Delgado went on to say the placement of the remains are very likely the remains of a victim who found their final resting place on the ocean floor.

"I as an archaeologist would say those are human remains," he said, according the Associated Press. "Buried in that sediment are very likely forensic remains of that person."

According to the compilation, one of the photos shows two men using the Titanic's gymnasium -- both of whom lost their lives when the ship sank.

In commemoration, others are recalling testimonials from survivors.

Marshall Drew, who was 8 years old at the time of the crash, wrote a letter to the fifth-grade class of Jeannette Nichols describing waking up after the ship crashed with the iceberg.

"A steward knocked at the door and told us to get dressed, put on life preservers and go up to the boat deck," he wrote. "Elevators were not running so we walked up the staircase.
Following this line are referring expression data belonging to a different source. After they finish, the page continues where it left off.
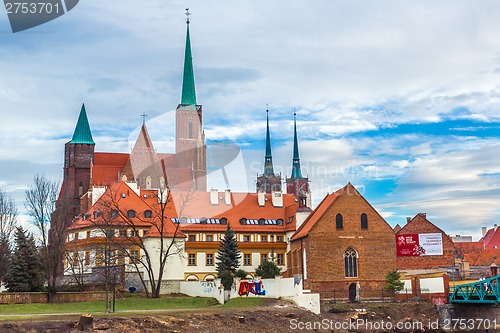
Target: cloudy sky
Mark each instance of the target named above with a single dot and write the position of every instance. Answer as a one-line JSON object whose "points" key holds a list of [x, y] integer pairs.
{"points": [[399, 98]]}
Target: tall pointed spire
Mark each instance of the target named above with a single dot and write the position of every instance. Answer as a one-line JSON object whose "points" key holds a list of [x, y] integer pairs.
{"points": [[82, 132], [268, 163], [188, 91], [296, 173]]}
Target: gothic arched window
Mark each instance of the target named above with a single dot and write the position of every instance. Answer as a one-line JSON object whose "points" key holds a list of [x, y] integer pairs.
{"points": [[364, 221], [339, 221], [351, 262]]}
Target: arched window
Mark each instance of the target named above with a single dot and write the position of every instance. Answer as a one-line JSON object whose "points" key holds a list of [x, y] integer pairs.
{"points": [[364, 221], [339, 221], [351, 262], [190, 128]]}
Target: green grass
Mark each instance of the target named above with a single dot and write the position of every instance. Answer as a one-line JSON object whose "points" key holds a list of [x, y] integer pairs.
{"points": [[243, 302], [96, 307]]}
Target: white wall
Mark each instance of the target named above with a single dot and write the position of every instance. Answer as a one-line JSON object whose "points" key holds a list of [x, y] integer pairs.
{"points": [[275, 288]]}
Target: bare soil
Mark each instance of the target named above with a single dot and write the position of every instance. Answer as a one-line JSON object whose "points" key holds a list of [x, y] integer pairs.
{"points": [[274, 316]]}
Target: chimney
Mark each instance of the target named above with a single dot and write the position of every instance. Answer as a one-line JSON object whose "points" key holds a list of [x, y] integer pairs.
{"points": [[277, 198], [261, 196], [227, 197], [213, 196]]}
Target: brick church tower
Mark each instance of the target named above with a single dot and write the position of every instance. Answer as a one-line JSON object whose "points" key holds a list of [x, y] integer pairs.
{"points": [[268, 181], [296, 184], [190, 147], [78, 158]]}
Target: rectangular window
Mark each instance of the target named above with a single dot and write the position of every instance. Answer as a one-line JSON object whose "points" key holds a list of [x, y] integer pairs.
{"points": [[263, 257], [134, 256], [192, 259], [210, 259], [247, 259], [87, 257], [280, 259]]}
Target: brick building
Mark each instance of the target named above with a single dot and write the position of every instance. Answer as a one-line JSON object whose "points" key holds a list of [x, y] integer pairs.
{"points": [[343, 242], [421, 225]]}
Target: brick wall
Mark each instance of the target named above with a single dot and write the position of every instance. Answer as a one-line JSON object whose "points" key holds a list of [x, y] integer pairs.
{"points": [[420, 225], [325, 246]]}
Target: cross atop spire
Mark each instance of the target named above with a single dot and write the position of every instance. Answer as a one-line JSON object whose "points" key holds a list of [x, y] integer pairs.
{"points": [[296, 172], [188, 91], [268, 162]]}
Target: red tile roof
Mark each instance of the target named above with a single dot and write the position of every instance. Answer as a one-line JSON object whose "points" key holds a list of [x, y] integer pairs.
{"points": [[196, 205]]}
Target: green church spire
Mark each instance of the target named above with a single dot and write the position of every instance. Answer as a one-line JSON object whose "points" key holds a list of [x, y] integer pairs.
{"points": [[82, 132], [296, 173], [268, 163], [188, 91]]}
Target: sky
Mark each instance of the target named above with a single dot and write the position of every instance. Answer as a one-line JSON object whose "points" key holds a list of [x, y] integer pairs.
{"points": [[399, 98]]}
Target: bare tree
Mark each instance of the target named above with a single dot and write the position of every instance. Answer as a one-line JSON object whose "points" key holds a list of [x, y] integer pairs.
{"points": [[40, 203], [8, 218], [131, 232]]}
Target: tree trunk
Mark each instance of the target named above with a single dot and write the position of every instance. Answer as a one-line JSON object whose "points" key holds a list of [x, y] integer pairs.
{"points": [[86, 323]]}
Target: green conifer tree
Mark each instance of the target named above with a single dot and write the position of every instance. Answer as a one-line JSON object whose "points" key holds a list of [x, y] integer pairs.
{"points": [[25, 271], [228, 258]]}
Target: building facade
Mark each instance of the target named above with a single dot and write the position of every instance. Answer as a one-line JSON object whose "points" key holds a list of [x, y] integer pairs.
{"points": [[343, 246]]}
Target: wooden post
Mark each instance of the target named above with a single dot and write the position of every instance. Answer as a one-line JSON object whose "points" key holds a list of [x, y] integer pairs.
{"points": [[86, 323]]}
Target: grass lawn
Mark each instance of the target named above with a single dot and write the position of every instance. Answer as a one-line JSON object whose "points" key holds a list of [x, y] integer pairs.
{"points": [[243, 302], [96, 307]]}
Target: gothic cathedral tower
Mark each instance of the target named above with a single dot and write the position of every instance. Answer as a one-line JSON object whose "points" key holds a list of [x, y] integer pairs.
{"points": [[269, 181], [190, 147], [78, 157], [296, 184]]}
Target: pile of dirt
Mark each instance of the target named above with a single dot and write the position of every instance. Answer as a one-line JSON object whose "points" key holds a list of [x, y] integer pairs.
{"points": [[275, 316]]}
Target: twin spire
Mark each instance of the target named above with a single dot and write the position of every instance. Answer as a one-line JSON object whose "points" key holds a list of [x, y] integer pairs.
{"points": [[268, 162]]}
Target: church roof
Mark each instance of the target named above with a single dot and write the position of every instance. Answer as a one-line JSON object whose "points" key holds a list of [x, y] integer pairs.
{"points": [[82, 134], [243, 212], [188, 90]]}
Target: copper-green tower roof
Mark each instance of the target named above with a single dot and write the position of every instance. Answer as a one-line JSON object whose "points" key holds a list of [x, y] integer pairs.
{"points": [[268, 162], [296, 173], [82, 132], [188, 91]]}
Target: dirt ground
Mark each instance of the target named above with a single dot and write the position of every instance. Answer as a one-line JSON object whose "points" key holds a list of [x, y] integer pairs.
{"points": [[274, 316]]}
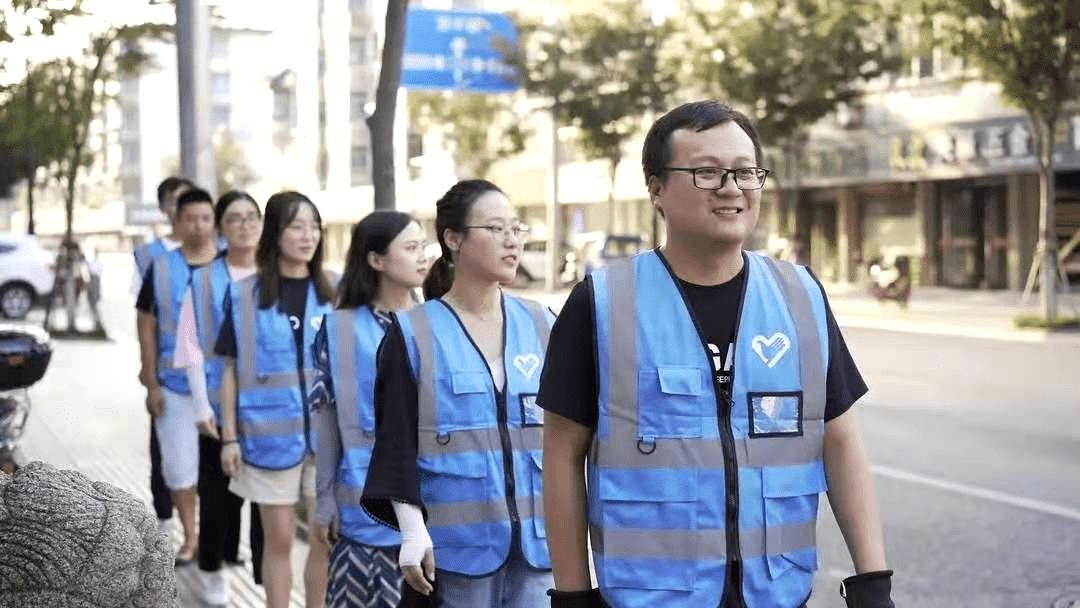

On deck all was very orderly with an officer in charge: “WOMEN AND CHILDREN FIRST.”

While Drew went on to become an art teacher, his uncle lost his life aboard the ship.
http://www.huffingtonpost.com/2012/04/15/human-remains-found-at-titanic-shipwreck-site_n_1426700.html
http://www.huffingtonpost.com/2012/04/15/titanic-human-remains_n_1426660.html


----------



## D007 (May 30, 2012)

Man that is kind of creepy. Historical creepy though, so it's ok.


----------